Nozich on Rights, Liberty, and Property

things are seen in this way it becomes apparent that questions of economic liberty must be considered, along with political and civil liberty and fair distribution, as conditions for the legitimacy of social institutions. I hope that this will have an impact on contemporary moral and political philosophy, where economic rights and liberties have generally been neglected in favor of political and civil liberties and rights of other sorts. I have argued that the particular framework of property and contract rights which Nozick proposes does not constitute an adequate account of the claims of economic liberty. In opposition to this framework I have appealed vaguely to the value of having control over various aspects of one's life, and I have asserted that a workable system of rights could be developed that would secure this value, and others, more adequately than the rights Nozick advocates.

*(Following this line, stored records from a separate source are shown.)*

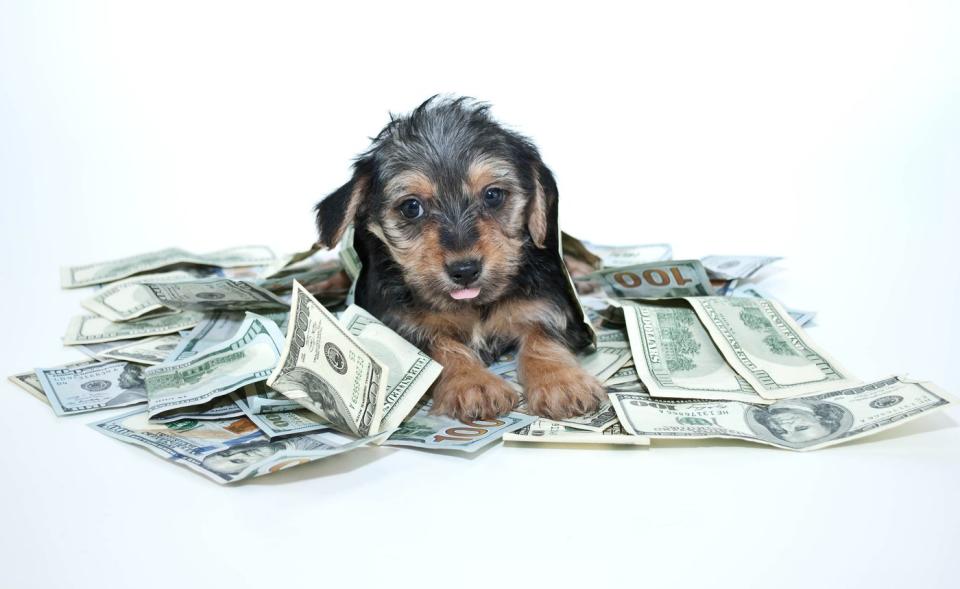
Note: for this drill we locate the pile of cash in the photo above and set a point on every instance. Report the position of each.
(239, 363)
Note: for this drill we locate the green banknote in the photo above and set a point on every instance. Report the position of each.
(226, 450)
(760, 341)
(247, 357)
(804, 423)
(656, 280)
(99, 273)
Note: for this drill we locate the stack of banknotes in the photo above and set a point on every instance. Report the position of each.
(239, 363)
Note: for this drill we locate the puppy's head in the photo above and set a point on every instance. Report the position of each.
(453, 196)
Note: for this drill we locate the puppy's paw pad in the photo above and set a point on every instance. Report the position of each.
(563, 392)
(473, 394)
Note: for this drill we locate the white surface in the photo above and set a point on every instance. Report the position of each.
(825, 133)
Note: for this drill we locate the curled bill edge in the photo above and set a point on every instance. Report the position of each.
(281, 461)
(948, 398)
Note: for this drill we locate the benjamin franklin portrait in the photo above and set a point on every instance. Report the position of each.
(799, 423)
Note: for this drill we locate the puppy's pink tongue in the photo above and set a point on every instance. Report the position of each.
(465, 293)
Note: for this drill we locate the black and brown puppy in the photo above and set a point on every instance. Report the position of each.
(455, 222)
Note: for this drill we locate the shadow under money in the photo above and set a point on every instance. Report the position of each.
(326, 467)
(927, 424)
(923, 425)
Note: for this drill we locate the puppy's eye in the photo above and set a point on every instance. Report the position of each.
(411, 208)
(493, 197)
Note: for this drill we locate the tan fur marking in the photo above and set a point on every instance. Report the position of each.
(356, 196)
(516, 318)
(537, 215)
(466, 390)
(410, 183)
(486, 171)
(556, 386)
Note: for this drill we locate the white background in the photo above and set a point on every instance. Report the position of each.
(828, 133)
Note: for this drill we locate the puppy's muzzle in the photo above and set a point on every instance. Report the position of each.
(464, 272)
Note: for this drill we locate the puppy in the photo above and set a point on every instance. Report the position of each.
(456, 227)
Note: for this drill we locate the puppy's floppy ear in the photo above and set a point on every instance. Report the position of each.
(340, 208)
(538, 209)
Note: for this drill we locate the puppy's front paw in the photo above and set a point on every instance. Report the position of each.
(473, 393)
(562, 391)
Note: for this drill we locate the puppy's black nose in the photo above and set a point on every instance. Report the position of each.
(463, 272)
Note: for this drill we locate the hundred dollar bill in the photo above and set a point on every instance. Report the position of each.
(213, 294)
(410, 372)
(283, 282)
(656, 280)
(74, 276)
(29, 382)
(760, 341)
(325, 369)
(260, 398)
(152, 350)
(216, 328)
(247, 357)
(89, 329)
(595, 421)
(735, 267)
(218, 408)
(96, 351)
(545, 431)
(225, 451)
(604, 361)
(439, 432)
(804, 423)
(625, 376)
(81, 388)
(128, 299)
(749, 290)
(676, 358)
(283, 423)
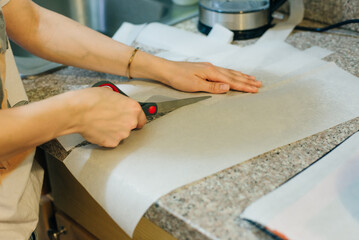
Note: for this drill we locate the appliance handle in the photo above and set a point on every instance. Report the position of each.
(275, 4)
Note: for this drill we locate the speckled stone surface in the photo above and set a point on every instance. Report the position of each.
(210, 208)
(331, 11)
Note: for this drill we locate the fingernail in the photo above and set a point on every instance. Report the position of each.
(224, 87)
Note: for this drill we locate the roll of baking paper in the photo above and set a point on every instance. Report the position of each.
(323, 199)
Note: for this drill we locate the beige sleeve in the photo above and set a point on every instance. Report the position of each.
(3, 2)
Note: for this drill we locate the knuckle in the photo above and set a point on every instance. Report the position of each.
(212, 87)
(133, 124)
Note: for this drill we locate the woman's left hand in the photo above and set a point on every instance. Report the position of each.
(205, 77)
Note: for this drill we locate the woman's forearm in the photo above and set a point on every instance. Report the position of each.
(60, 39)
(31, 125)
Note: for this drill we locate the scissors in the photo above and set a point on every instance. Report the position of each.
(155, 109)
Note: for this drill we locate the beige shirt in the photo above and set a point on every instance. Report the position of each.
(20, 177)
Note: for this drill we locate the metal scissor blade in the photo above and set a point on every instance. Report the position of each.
(168, 106)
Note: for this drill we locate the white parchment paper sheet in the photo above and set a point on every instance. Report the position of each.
(302, 95)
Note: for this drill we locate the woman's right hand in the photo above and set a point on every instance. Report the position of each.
(105, 117)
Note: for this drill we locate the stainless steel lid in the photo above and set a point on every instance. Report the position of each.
(237, 15)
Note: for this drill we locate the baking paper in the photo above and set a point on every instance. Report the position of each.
(319, 203)
(200, 139)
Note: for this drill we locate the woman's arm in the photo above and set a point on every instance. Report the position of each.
(60, 39)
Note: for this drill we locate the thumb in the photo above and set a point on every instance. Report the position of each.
(213, 87)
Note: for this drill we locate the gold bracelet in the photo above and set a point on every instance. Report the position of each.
(129, 63)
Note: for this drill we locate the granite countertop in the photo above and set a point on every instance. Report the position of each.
(210, 208)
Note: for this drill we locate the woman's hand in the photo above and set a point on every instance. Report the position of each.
(106, 117)
(194, 77)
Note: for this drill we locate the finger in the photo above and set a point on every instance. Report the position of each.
(248, 79)
(141, 119)
(213, 87)
(236, 82)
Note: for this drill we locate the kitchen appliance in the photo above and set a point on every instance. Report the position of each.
(246, 18)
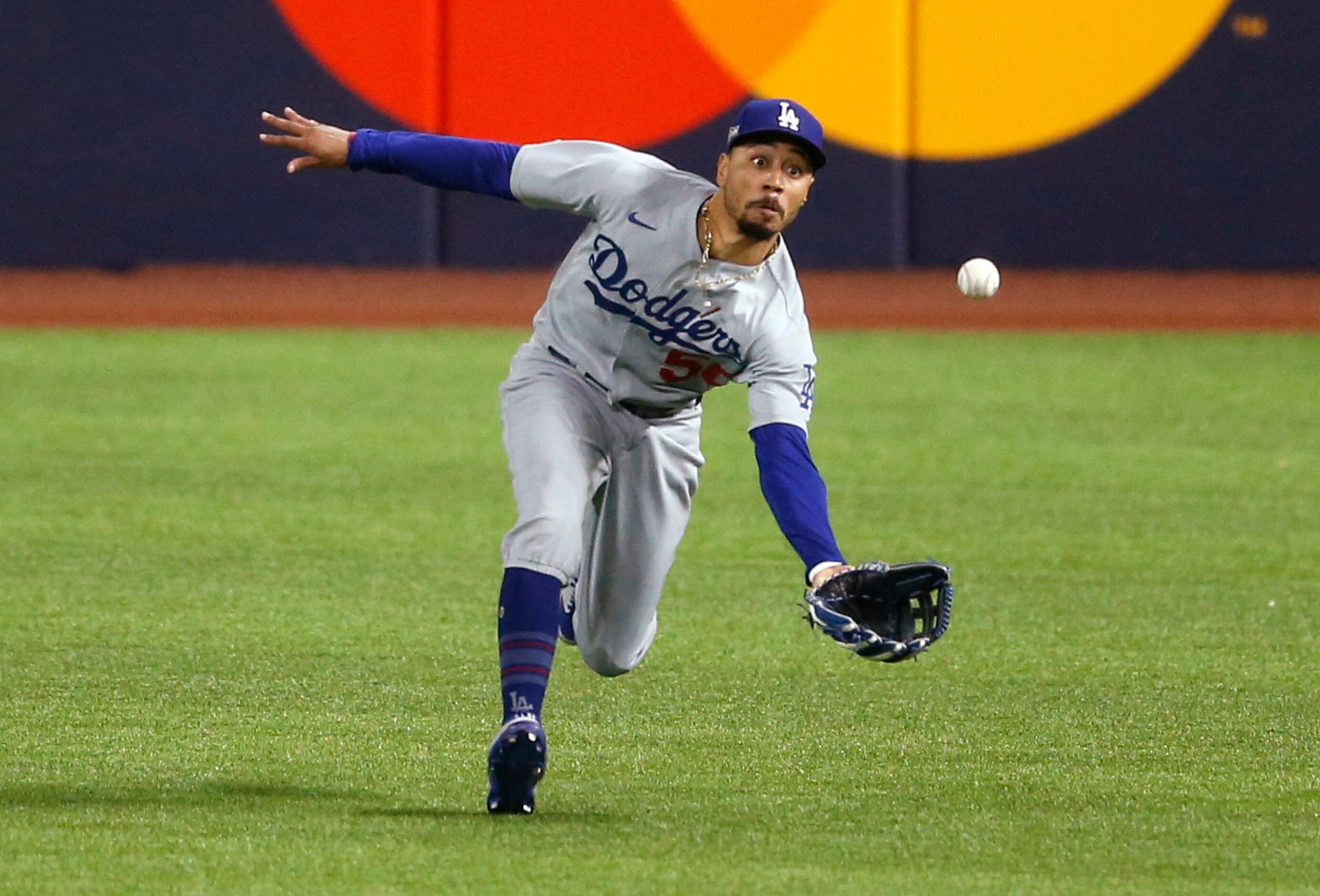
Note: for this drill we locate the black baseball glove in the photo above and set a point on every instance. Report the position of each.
(885, 613)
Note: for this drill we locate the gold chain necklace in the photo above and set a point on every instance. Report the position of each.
(705, 258)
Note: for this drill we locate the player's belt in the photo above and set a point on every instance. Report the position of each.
(635, 408)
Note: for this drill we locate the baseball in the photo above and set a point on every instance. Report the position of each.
(978, 279)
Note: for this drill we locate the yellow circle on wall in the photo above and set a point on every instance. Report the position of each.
(955, 78)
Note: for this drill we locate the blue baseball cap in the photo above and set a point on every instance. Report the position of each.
(781, 119)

What is needed, however, is a systematic account of the relevant forms of liberty and control and of the values associated with them. The idea that rights constitute constraints on the pursuit of the maximum social good (p. 166) has great appeal as a way of avoiding the objectionable consequences of utilitarianism. I have not been willing to accept the particular system of rights which Nozick opposes to utilitarianism, however, and I have complained that these rights require defense. But this demand for justification, a demand that any alternative conception of rights must also satisfy, seems to lead inevitably back to an appeal to consequences, and to the balancing of individual benefits and burdens. I have certainly made heavy use of such balancing in my objections to Nozick's views. The problem remains, then, of giving a satisfactory account of what this balancing involves and how it is relevant. This account must avoid falling back into an objectionable utilitarianism without simply invoking another set of a priori rights.